Snails, Turkeytails, and Swallowtails

I spent more time up at the park again on Sunday.  As a matter of fact, nine of the featured pictures in this post were taken at the wildflower meadow on Spruce Run trail.  I guess it's a testament to the important role wildflowers play; I saw more than one butterfly absolutely covered in pollen.

Thin-Leaved Sunflower (Helianthus decapetalus) - 
Thin-Leaved Sunflower attract many types of insects, especially butterflies and bees which suck the nectar and pollen from its large, yellow flowers.  Typically three to five feet tall, this native perennial, which is also known as the Forest Sunflower, is one of the many different types of Sunflowers in North America.
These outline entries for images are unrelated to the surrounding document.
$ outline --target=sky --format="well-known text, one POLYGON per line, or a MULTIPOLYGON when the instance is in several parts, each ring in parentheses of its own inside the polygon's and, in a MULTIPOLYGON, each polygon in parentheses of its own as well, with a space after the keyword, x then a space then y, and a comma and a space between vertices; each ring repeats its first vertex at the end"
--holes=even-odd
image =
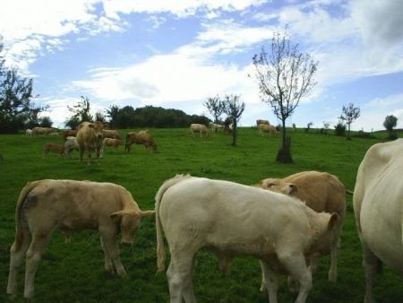
POLYGON ((92 113, 148 105, 212 117, 208 98, 240 95, 240 126, 280 121, 261 100, 252 57, 276 31, 319 62, 287 125, 403 128, 403 0, 0 0, 6 65, 33 79, 36 104, 64 127, 81 96, 92 113), (251 76, 248 76, 251 75, 251 76))

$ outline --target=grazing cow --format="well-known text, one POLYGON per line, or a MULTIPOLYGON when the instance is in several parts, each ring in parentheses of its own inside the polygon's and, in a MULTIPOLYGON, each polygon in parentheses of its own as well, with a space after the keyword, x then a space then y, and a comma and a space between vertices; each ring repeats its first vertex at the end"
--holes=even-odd
POLYGON ((77 151, 80 152, 80 145, 78 144, 77 138, 73 136, 68 136, 64 141, 64 154, 72 157, 72 152, 77 151))
POLYGON ((49 152, 58 153, 62 157, 64 154, 64 146, 63 144, 46 143, 43 145, 43 159, 46 159, 49 152))
POLYGON ((270 126, 266 124, 260 124, 258 126, 259 134, 263 135, 263 133, 269 133, 270 135, 276 135, 279 132, 277 131, 276 127, 274 126, 270 126))
POLYGON ((337 213, 318 213, 286 195, 182 175, 161 186, 155 209, 159 272, 165 269, 163 231, 171 254, 171 302, 196 301, 192 275, 202 247, 219 262, 239 255, 260 259, 271 303, 277 302, 279 275, 289 273, 301 285, 296 302, 304 302, 312 288, 305 258, 333 241, 339 221, 337 213))
POLYGON ((51 127, 34 127, 32 128, 32 134, 48 134, 54 131, 51 127))
POLYGON ((115 148, 115 151, 116 151, 121 143, 122 140, 120 139, 111 139, 111 138, 104 139, 104 148, 107 146, 111 146, 115 148))
POLYGON ((361 162, 354 212, 364 252, 365 302, 374 302, 374 274, 385 264, 403 273, 403 139, 373 145, 361 162))
POLYGON ((209 136, 209 129, 207 129, 205 125, 198 124, 198 123, 193 123, 191 124, 190 132, 194 137, 194 133, 199 133, 200 136, 202 137, 203 134, 206 134, 206 136, 209 136))
MULTIPOLYGON (((303 171, 283 179, 266 178, 259 182, 258 186, 295 196, 304 201, 316 212, 336 212, 340 220, 336 226, 338 238, 329 247, 331 265, 329 281, 337 281, 337 256, 339 236, 346 217, 346 188, 336 176, 327 172, 303 171)), ((319 255, 317 255, 319 256, 319 255)), ((310 260, 311 270, 314 271, 316 262, 310 260)))
POLYGON ((63 132, 63 139, 66 139, 67 137, 75 137, 77 135, 76 129, 66 129, 63 132))
POLYGON ((126 134, 126 143, 124 151, 130 152, 132 144, 143 144, 145 149, 151 152, 157 152, 157 144, 154 139, 147 131, 131 132, 126 134))
POLYGON ((256 120, 256 126, 259 126, 261 124, 264 124, 267 126, 270 126, 269 120, 262 120, 262 119, 257 119, 256 120))
POLYGON ((127 190, 112 183, 50 179, 28 183, 15 210, 17 230, 10 250, 7 293, 16 294, 18 269, 26 254, 24 297, 33 297, 39 263, 56 229, 67 235, 76 229, 98 229, 105 270, 114 273, 113 261, 116 273, 124 276, 117 234, 121 230, 123 244, 133 244, 141 218, 154 212, 142 212, 127 190))
POLYGON ((84 151, 87 151, 87 164, 90 164, 91 152, 96 151, 99 162, 99 155, 102 150, 102 122, 82 122, 77 131, 77 143, 80 145, 80 160, 82 161, 84 151))
POLYGON ((104 138, 122 140, 122 136, 116 129, 104 129, 102 133, 104 134, 104 138))

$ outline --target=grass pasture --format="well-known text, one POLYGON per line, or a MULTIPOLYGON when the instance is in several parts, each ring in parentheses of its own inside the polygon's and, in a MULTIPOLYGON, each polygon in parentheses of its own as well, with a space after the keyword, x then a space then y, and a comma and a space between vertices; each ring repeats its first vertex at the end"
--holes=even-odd
MULTIPOLYGON (((125 135, 129 130, 121 131, 125 135)), ((0 153, 0 302, 8 301, 5 294, 9 249, 15 230, 15 203, 27 182, 41 178, 67 178, 113 182, 124 186, 143 210, 153 209, 154 196, 167 178, 177 173, 225 179, 252 185, 268 177, 283 177, 303 170, 328 171, 339 177, 353 190, 356 171, 367 149, 383 142, 384 134, 376 139, 323 135, 317 133, 288 131, 292 137, 294 164, 274 161, 280 137, 261 136, 255 128, 240 128, 237 146, 224 134, 209 138, 193 137, 188 129, 150 129, 158 144, 158 152, 150 153, 143 146, 133 145, 127 154, 124 146, 117 152, 107 149, 100 164, 87 166, 73 159, 48 153, 42 159, 46 143, 62 143, 62 138, 27 137, 25 134, 1 135, 0 153)), ((402 137, 402 133, 399 134, 402 137)), ((280 228, 280 227, 279 227, 280 228)), ((167 247, 166 247, 167 248, 167 247)), ((156 235, 154 217, 141 222, 131 247, 121 247, 122 263, 127 279, 104 273, 103 252, 99 235, 83 230, 73 235, 69 244, 56 231, 42 257, 35 280, 37 302, 167 302, 169 300, 165 273, 156 274, 156 235)), ((338 281, 329 282, 330 257, 321 259, 313 276, 308 302, 362 302, 364 278, 352 196, 347 195, 347 215, 338 259, 338 281)), ((19 275, 19 295, 23 301, 23 266, 19 275)), ((261 271, 257 260, 235 259, 231 273, 222 277, 214 256, 207 251, 197 255, 193 276, 199 302, 267 302, 267 293, 259 291, 261 271)), ((384 267, 376 280, 375 298, 379 302, 401 302, 403 284, 400 278, 384 267)), ((279 290, 279 302, 292 302, 296 296, 287 289, 286 278, 279 290)))

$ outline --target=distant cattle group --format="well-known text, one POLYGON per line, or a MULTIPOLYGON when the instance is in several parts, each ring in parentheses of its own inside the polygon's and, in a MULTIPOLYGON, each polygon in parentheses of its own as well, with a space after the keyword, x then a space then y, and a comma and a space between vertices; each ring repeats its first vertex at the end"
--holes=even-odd
MULTIPOLYGON (((258 119, 256 126, 262 133, 271 129, 277 134, 267 120, 258 119)), ((94 153, 99 160, 103 149, 117 150, 124 143, 117 131, 104 127, 99 121, 84 122, 76 132, 65 131, 63 143, 44 145, 43 158, 48 152, 70 155, 77 150, 80 160, 82 161, 85 153, 90 164, 94 153)), ((214 129, 211 125, 210 127, 214 129)), ((26 134, 33 134, 34 129, 30 134, 27 130, 26 134)), ((189 130, 193 136, 210 134, 202 124, 192 124, 189 130)), ((54 130, 41 132, 48 134, 54 130)), ((37 129, 35 133, 40 132, 37 129)), ((127 133, 125 152, 129 152, 133 144, 157 151, 157 143, 147 130, 127 133)), ((354 212, 364 251, 367 302, 373 302, 373 279, 380 264, 385 263, 403 272, 401 151, 403 139, 373 145, 356 176, 354 212)), ((296 302, 305 302, 322 255, 330 256, 329 281, 338 279, 337 257, 348 191, 337 176, 308 170, 242 185, 176 175, 155 190, 154 210, 142 211, 125 188, 113 183, 67 179, 29 182, 21 189, 15 210, 16 234, 10 250, 7 293, 16 295, 18 270, 25 256, 24 297, 34 296, 38 265, 56 229, 66 237, 75 229, 97 229, 105 270, 125 276, 118 234, 122 243, 133 244, 141 219, 153 214, 159 272, 166 269, 166 244, 170 252, 167 278, 171 302, 196 301, 193 276, 195 255, 202 248, 217 256, 224 274, 229 273, 230 263, 237 255, 259 260, 261 290, 268 290, 270 303, 278 301, 283 274, 289 276, 289 290, 298 293, 296 302)))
Turkeytail Mushroom (Trametes versicolor) - 
This is the first Turkeytail mushroom I've found this year and it seems a little early, so I hope that means it's going to be a good year for them since they are so incredibly colorful, even through the winter months.  While this specimen is full of tan and orange, I've seen blues, greens, reds, and even purples over the years.

Eastern Tiger Swallowtail Butterfly ♀ (Papilio glaucus) - 
I spotted this female Eastern Tiger Swallowtail butterfly through the tall grasses in the wildflower meadow, which I think made for a cool picture.  Eastern Tiger Swallowtails are very common in our area and are widely distributed in eastern North America.  Like all other swallowtails, they get their name from the "tails" on their backwings.  Typically female Eastern Tiger Swallowtails are yellow, but black morphs such as this one are common too.

Oyster Mushroom (Pleurotus ostreatus) with Snail - 
I'm 90% sure this is an Oyster mushroom, but I can't say for certain.  And when I took the picture, I didn't even see the forest snail off to the side and I have no idea what species it is.  But I liked the photo even though my lens was a little foggy from the humidity.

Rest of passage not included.